O processo estava parado, porque segundo resposta da FUNAI, a fundação estava utilizando critério de prioridade na demarcação de outra terra, Tekoha Jeny em Rio Pequeno. O MPF averiguou que a FUNAI já havia expedido relatório quanto a terra indígena Tekoah Jeny, não sendo mais necessário a utilização deste critério. O MPF deu o prazo de 30 dias para que se retome o cronograma do processo da Terra Indígena Arandu-Mirim no Saco Mamguá, no município de Paraty.

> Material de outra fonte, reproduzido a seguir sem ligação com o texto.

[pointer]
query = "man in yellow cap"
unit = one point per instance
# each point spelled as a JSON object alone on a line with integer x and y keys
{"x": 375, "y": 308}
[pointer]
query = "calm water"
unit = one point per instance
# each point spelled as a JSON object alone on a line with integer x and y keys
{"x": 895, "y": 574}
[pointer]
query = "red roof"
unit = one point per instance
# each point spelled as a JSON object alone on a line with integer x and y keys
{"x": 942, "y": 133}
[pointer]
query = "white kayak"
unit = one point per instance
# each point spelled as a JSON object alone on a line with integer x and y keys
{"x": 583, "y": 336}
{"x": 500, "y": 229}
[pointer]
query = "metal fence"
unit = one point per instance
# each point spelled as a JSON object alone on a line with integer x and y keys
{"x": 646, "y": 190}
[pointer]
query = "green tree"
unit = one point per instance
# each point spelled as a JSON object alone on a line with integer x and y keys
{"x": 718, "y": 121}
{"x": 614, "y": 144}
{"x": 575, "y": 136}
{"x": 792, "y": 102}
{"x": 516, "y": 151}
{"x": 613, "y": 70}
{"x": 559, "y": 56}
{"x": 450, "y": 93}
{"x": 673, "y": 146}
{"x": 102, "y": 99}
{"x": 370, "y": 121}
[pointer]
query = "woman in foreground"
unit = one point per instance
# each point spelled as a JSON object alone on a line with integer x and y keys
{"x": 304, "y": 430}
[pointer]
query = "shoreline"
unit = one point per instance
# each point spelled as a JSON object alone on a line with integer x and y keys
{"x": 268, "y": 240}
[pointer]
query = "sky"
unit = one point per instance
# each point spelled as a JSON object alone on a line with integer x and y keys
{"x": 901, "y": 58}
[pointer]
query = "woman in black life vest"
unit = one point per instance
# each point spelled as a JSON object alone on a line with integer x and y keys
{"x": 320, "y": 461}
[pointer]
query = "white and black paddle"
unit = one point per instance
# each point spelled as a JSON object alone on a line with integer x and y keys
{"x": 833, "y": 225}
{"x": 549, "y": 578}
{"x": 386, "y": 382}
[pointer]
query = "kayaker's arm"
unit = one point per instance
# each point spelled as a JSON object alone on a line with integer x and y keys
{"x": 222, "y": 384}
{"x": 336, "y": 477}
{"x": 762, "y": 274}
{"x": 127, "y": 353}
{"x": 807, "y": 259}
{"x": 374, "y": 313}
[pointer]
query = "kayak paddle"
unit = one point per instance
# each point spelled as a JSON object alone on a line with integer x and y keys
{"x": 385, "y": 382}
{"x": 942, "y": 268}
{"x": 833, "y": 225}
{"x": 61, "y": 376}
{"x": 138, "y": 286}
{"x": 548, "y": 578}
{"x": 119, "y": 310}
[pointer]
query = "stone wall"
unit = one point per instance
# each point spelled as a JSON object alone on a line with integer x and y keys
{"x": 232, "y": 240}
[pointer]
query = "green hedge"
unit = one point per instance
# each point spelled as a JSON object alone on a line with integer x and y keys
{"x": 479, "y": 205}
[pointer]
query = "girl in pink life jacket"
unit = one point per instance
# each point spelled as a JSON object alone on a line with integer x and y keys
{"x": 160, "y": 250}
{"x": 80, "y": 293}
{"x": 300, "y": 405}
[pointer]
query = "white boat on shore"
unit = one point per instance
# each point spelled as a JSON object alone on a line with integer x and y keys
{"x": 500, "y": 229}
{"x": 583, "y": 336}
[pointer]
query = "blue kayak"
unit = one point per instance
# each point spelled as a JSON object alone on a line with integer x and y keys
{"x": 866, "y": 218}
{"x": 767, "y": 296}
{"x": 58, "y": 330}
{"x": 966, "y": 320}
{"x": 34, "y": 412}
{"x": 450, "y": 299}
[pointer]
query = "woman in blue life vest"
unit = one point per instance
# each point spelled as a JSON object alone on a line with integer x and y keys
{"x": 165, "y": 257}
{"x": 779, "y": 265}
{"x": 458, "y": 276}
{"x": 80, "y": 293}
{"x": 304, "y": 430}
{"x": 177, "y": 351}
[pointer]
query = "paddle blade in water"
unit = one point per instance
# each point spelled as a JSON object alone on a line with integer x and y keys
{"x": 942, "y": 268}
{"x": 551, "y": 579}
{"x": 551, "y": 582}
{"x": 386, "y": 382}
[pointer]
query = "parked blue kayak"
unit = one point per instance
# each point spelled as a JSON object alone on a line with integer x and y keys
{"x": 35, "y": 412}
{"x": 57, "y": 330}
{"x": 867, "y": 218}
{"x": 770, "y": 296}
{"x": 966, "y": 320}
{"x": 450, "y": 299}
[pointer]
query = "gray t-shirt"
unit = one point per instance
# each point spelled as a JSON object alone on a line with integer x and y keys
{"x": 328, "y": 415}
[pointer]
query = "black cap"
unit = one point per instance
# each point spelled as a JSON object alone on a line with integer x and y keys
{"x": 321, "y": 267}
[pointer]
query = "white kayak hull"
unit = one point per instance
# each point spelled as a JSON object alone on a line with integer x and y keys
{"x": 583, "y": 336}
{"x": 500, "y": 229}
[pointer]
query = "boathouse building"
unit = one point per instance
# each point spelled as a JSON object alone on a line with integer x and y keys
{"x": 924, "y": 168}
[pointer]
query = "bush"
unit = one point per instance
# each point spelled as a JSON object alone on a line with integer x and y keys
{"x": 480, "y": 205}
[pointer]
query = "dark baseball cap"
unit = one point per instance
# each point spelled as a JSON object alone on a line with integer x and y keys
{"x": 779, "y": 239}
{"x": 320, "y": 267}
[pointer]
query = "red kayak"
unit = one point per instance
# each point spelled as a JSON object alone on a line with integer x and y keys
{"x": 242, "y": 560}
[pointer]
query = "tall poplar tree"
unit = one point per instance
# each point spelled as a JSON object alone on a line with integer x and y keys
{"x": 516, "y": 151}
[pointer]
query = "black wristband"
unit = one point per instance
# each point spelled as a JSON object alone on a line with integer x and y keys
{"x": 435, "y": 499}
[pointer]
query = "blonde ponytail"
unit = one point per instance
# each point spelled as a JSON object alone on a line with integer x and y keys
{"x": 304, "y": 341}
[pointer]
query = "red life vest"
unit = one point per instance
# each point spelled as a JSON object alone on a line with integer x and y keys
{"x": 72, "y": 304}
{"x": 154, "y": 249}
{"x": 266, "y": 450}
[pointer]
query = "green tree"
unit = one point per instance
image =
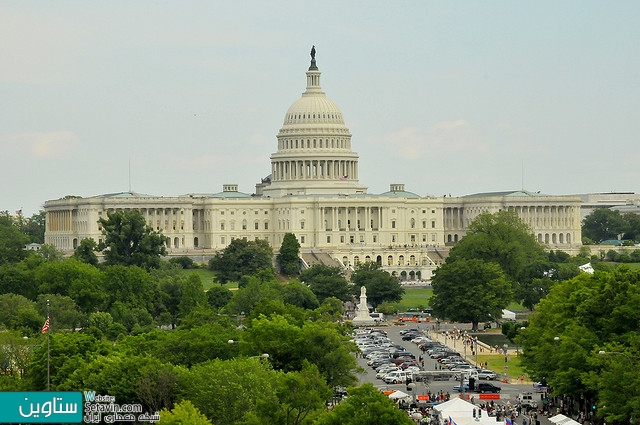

O despacho é resultado de inquérito civil que foi instaurado após chegar ao conhecimento do MPF, que três famílias indígenas, oriundas da aldeia de Parati-Mirim, iniciaram no final de 2004 a formação de novo aldeamento em localidade situada no Saco do Mamanguá, Município de Parati, reivindicando posse da terra.
A atuação do MPF visa garantir o direito constitucional das populações indígenas sobre as terras que tradicionalmente ocupam (Constituição Federal, art. 129, inciso V; art. 231, capa/r e art. 231). Estima-se que tenhamos no Brasil quase um milhão de indígenas, de 305 etnias diferentes e falantes de 274 línguas e que 80,5% dos municípios brasileiros existe pelo menos um indígena. Em relação a demarcação das terras, segundo relatório anual do Conselho Indigenista Missionário, 64,5% dos territórios reivindicados por populações indígenas ainda aguardam o fim do processo de demarcação.